FCMAC: A fuzzified cerebellar model articulation controller with self-organizing capacity

Abstract

The Albus's Cerebellar Model Articulation Controller (CMAC) network has been used in many practical areas with considerable success. This paper presents a fuzzified CMAC network (FCMAC) acting as a multivariable adaptive controller with the feature of self-organizing association cells and the further ability of self-learning the required teacher signals in real-time. In particular, the original CMAC has been reformulated within a framework of a simplified fuzzy control algorithm (SFCA) and the associated self-learning algorithms have been developed as a result of incorporating the schemes of competitive learning and iterative learning control into the system.
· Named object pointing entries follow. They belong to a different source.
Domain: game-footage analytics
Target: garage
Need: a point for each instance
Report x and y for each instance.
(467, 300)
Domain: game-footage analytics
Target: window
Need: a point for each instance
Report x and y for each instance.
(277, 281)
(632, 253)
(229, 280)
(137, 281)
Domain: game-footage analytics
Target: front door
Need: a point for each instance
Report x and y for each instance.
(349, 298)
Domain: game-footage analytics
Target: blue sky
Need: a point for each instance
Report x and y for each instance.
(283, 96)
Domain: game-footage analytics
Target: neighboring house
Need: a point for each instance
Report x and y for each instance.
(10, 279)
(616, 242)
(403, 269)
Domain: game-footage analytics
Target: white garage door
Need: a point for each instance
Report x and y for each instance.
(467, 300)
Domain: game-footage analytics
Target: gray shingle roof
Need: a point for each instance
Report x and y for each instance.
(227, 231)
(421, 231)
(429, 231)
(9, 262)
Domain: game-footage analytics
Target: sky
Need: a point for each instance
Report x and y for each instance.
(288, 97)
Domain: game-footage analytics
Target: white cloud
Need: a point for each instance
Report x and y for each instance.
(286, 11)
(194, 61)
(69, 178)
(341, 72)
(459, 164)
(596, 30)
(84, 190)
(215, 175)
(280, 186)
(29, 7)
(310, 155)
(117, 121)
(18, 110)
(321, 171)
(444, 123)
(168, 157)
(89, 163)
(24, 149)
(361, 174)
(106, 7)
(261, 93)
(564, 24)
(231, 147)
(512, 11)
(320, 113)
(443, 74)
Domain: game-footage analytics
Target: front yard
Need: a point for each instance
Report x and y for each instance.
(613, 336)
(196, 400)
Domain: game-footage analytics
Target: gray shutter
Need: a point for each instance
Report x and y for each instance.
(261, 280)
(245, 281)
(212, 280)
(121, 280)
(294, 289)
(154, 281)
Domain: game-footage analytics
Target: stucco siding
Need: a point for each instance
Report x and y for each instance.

By using a similarity-measure-based, instead of coding-algorithm-based, content-addressable scheme, FCMAC is capable of dealing with arbitrary-dimensional continuous input space in a simple manner without involving complicated discretizing, quantizing, coding, and hashing procedures used in the original CMAC. The learning control system described here can be thought of as either a completely unsupervised fuzzy-neural control strategy without relying on the process model or equivalently an automatic real-time knowledge acquisition scheme for the implementation of fuzzy controllers. The proposed approach has been applied to a multivariable blood pressure control problem which is characterized by strong interaction between variables and large time delays.